ICP-MS is the preferred analytical solution for trace element determination at the lowest concentration levels. In the US, the analysis of common environmental samples using ICP-MS is governed by the EPA method 200.8 for drinking waters, and EPA method 6020 B for soil samples.

Single quadrupole ICP-MS systems, equipped with a collision/reaction cell (CRC) are commonly used in many laboratories, combining consistent interference removal with short measurement times, and hence enabling robust, high-throughput analysis. However, the use of a collision cell is not approved in EPA method 200.8, so that in many cases, less abundant isotopes need to be used for specific elements, or mathematical correction has to be applied. For EPA method 6020 B, the use of CRC technology is fully approved, and interference removal is often accomplished using helium in order to remove the most common polyatomic interferences. However, this approach is ineffective for other types of interferences, such as doubly charged interferences or polyatomic species in the high mass range.

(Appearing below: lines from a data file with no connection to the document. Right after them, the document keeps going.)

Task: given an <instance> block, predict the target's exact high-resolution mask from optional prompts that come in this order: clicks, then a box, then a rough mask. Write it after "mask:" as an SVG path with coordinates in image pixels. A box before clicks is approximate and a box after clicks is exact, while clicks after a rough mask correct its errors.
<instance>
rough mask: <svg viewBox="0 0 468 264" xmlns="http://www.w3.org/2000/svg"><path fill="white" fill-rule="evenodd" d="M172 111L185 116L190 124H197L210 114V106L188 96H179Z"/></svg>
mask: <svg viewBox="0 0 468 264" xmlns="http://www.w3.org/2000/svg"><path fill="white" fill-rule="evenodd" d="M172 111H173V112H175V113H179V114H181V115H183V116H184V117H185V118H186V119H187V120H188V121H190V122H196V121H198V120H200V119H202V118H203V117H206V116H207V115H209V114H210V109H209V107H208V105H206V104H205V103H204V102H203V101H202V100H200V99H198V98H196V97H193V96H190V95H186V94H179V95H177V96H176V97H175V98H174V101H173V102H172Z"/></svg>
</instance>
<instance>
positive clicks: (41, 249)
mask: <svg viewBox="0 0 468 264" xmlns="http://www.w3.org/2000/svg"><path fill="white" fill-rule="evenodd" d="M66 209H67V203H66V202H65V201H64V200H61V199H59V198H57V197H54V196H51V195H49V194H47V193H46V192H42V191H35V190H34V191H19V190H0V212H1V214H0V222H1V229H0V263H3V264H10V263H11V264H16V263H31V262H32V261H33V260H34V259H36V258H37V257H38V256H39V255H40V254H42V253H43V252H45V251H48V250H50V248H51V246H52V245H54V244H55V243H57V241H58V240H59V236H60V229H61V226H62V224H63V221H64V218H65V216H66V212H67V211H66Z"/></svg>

This presentation will describe an alternative approach for removal of all types of interferences based on the use of triple quadrupole ICP-MS (TQ-ICP-MS). Although TQ-ICP-MS is known to offer superior interference removal based on the use of reactive gases, it is often not considered to be fit for purpose in applied testing laboratories due to the potential extension of the sample turnover time when multiple modes for analysis are used. However, using only oxygen as a reactive gas, together with a mass filtration step before the CRC, efficient and complete interference removal can be achieved with little to no impact on sample turnover time or detection limits, compared against single quadrupole ICP-MS systems.